|
|
|
|
|
|
| |
| |
|
|
|
|
| |
| |
|
|
I would appreciate feedback and corrections on how I managed to get
povray-3.7.0.beta.33 installed and mostly working on one node of a Rocks Linux
cluster as a regular (non-privileged) user.
* X Windows display does not work at all, as the installation notes suggest.
* I was able to get boost recognized only by compiling POV-Ray static.
* The resulting executable is about 4 MB.
* I used default optimization. (Is it worth trying variations?)
I posted details of the installation process on my wiki.
http://wiki.waggy.org/dokuwiki/povray/shamu_install
Although with this more-or-less standard installation each POV-Ray instance uses
only the eight processors on one node, I intend to use the software primarily
for animations and plan to write a script to render individual frames using a
separate instance on all 24 nodes. Eventually I may be able to convince the
system administrators to install it properly, but it will be difficult to do so
until the software is out of beta.
I am by no means any kind of Linux guru, and may well have done something
terribly wrong, or at least unconventional. But since I'll be passing this
along to the high-performance computing class I'm assisting with this term, any
suggestions to improve my method (or reduce my madness) would be most welcome.
Thanks in advance for your thoughts!
Post a reply to this message
|
|
| |
| |
|
|
|
|
| |
| |
|
|
waggy schrieb:
> * X Windows display does not work at all, as the installation notes suggest.
This is likely just due to the required header files missing.
> I posted details of the installation process on my wiki.
You may want to change the line reading
./configure COMPILED_BY="David Wagner <hon### [at] handbasketorg>"
lest everyone takes that literally ;-)
> Although with this more-or-less standard installation each POV-Ray instance uses
> only the eight processors on one node, I intend to use the software primarily
> for animations and plan to write a script to render individual frames using a
> separate instance on all 24 nodes. Eventually I may be able to convince the
> system administrators to install it properly, but it will be difficult to do so
> until the software is out of beta.
A Linux cluster, you say?
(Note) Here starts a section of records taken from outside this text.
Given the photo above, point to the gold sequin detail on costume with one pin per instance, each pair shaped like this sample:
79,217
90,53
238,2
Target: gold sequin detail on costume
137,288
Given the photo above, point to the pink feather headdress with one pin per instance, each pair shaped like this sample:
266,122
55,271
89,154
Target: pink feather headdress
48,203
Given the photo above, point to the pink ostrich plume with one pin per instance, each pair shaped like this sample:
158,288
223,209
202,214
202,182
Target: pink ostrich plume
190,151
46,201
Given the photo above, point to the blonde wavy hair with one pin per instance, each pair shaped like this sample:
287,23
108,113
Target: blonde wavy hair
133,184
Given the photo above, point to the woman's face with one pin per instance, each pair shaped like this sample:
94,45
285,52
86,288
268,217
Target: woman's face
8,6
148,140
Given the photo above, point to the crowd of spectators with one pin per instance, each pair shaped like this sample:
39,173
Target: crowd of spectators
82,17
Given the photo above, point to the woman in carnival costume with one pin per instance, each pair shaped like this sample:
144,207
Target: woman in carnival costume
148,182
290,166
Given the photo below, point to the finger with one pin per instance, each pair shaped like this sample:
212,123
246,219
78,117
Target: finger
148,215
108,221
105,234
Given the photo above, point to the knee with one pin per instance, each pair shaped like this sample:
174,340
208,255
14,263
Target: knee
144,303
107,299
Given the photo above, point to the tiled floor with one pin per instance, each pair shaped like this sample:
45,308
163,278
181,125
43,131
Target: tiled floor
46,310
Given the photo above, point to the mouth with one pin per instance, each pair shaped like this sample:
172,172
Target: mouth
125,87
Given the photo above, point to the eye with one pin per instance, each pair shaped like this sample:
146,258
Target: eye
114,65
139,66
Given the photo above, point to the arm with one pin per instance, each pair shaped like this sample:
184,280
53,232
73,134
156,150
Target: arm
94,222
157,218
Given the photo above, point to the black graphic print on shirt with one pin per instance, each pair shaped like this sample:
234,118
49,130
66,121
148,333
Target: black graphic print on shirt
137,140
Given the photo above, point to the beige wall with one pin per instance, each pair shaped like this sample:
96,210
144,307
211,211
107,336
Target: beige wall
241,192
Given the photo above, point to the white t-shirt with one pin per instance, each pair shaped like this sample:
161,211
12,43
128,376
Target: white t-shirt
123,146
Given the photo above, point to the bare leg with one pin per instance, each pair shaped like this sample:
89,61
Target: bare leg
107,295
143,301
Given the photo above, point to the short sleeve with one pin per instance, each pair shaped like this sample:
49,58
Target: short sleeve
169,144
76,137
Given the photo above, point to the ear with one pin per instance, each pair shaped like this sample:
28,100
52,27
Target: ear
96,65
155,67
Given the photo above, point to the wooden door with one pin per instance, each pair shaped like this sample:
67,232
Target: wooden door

I guess that would be separate machines (each
with their own main memory) linked via a network-ish infrastructure,
right? In that case, a "properly installed" copy will not be able to
make use of the whole thing either (except by running independent
instances as you intend to do for animations): As of now, POV-Ray
supports multithreading, but not distributed computing, as parts of it
still rely on access to a common address space.
Post a reply to this message
|
|
| |
| |
|
|
|
|
| |
| |
|
|
clipka wrote:
> This is likely just due to the required header files missing.
Thanks! I'll see if I can track these down.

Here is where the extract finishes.